The University of Manitoba Faculty Association (UMFA) is held a special general meeting Tuesday to discuss the most recent offer from U of M administration toward a long-term agreement.
The university presented the association of professors, researchers, and librarians with a four-year settlement offer on Sept. 13 that includes a general salary increase of seven per cent across the term of contract.
In addition to the existing annual increases and proposed salary bumps that address specific areas of need, the average UMFA member’s salary increase will be closer to 17.5 per cent, according to a university release.
The additional increases include adjustments to academic ranks that are currently below the national average for similar universities and disciplines with specific competitive contexts.
The offer also seeks to address job security, fair performance assessments, and improved benefits.
U of M administration chief negotiator Gregory Juliano claimed in the release that he is confident the package is attractive and responsive to UMFA’s positions.
However, UMFA president Mark Hudson said the union’s negotiation team signalled the two sides are still far apart on key issues.
“We haven’t even had a chance to talk to our members about it,” he said, noting the association was still awaiting a response from the administration on critical issues when some details of the offer were published on the university’s online communication arm, UM Today, last week.
“We’re disappointed that the university moved out of the gates as fast as it did to go public,” said Hudson, who would not comment on where the agreement appears to fall short of the association’s expectations.
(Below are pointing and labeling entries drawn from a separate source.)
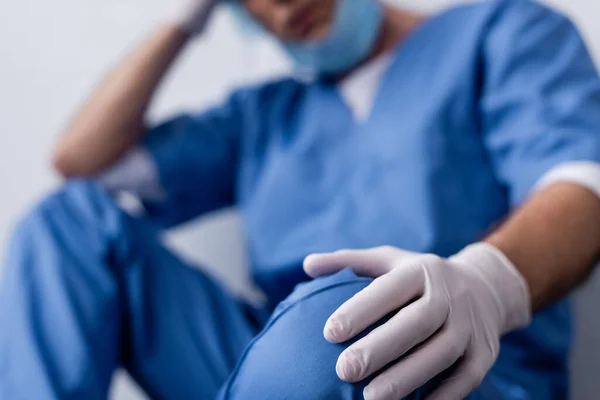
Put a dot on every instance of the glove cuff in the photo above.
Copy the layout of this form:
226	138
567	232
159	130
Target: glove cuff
505	282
“We’re at kind of a delicate stage in negotiations, I think, and it probably wasn’t helpful to put it all out in public – especially when we haven’t had a chance to discharge our duty of talking to our members and getting their feedback on the proposals,” he said.
The university’s executive director of public affairs, John Danakas, said the administration will not elaborate further on the details of the package, saying “out of respect for the bargaining process, the university won’t be commenting beyond the information that’s been shared on the website.”
The initial release said the settlement offer would be published in full on Friday, Sept. 30. However, after meeting with UMFA negotiators earlier that morning, the university agreed not to post the entire offer “with the intent of supporting positive future negotiations at the bargaining table.”
Comprehensive settlement offer
At the outset of bargaining, which began in earnest in late May, Hudson said a priority for UMFA is to see U of M salaries climb from among the bottom of the top 15 Canadian research universities, known as the U15.
The offer tabled will bring full and associate professors to 12th among the U15. Assistant professors will land at 13th.
The proposal would bring full professors’ base pay to $153,237 for the 2016-17 school year, according to numbers published online by the university. Associate professors would receive $117,364 and assistants $92,321.
Over the four-year tenure, the general salary increase would be one per cent the first year, followed by two per cent annually for the remaining three years.
Professors at the U of M were paid a minimum of $101,423 in the 2014-15 fiscal year. Associate professors earned a minimum of $82,599 and assistant professors a minimum of $70,370.
At the University of Alberta, professors made a minimum of $116,473 annually in 2014-15. Associate professors made a minimum of $93,944, while assistant professors a minimum of $75,403.
University of Saskatchewan professors earned a minimum of $124,618 in 2014-15, while associate and assistant professors made minimum salaries of $106,708 and $88,798, respectively.
The university offer also includes a commitment to a fair work evaluation framework that will prevent performance assessments based on formulas and quantitative metrics. The offer also commits to improving collegial processes regarding the assignment of teaching, promotion, and tenure.
Benefits, including maternity and parental leave, orthodontic coverage, drug coverage, and health care spending accounts would also be enhanced.
The most recent contract between UMFA and the university – which covered 2013-16 and increased salaries 6.9 per cent over the term – expired at the end of March.
In the throes of a provincial election and uncertainty surrounding who would hold office following April’s vote, the university forwarded a one-year, salary-only offer that included a 1.5 per cent base increase. Including annual increases and additional adjustments based on rank and discipline, the average actual increase would have been closer to 3.94 per cent for the 2016-2017 contract year.
Looking for a longer-term deal that addressed outstanding governance issues, UMFA rejected the deal and full-scale bargaining began at the end of May with the goal of reaching an agreement before classes resumed in September.
The two sides met for at least 20 bargaining sessions over the summer break but an agreement was not reached and discussions continued throughout September.
The most recent offer was presented to UMFA Sept. 13 and published in part on UM Today Sept. 28.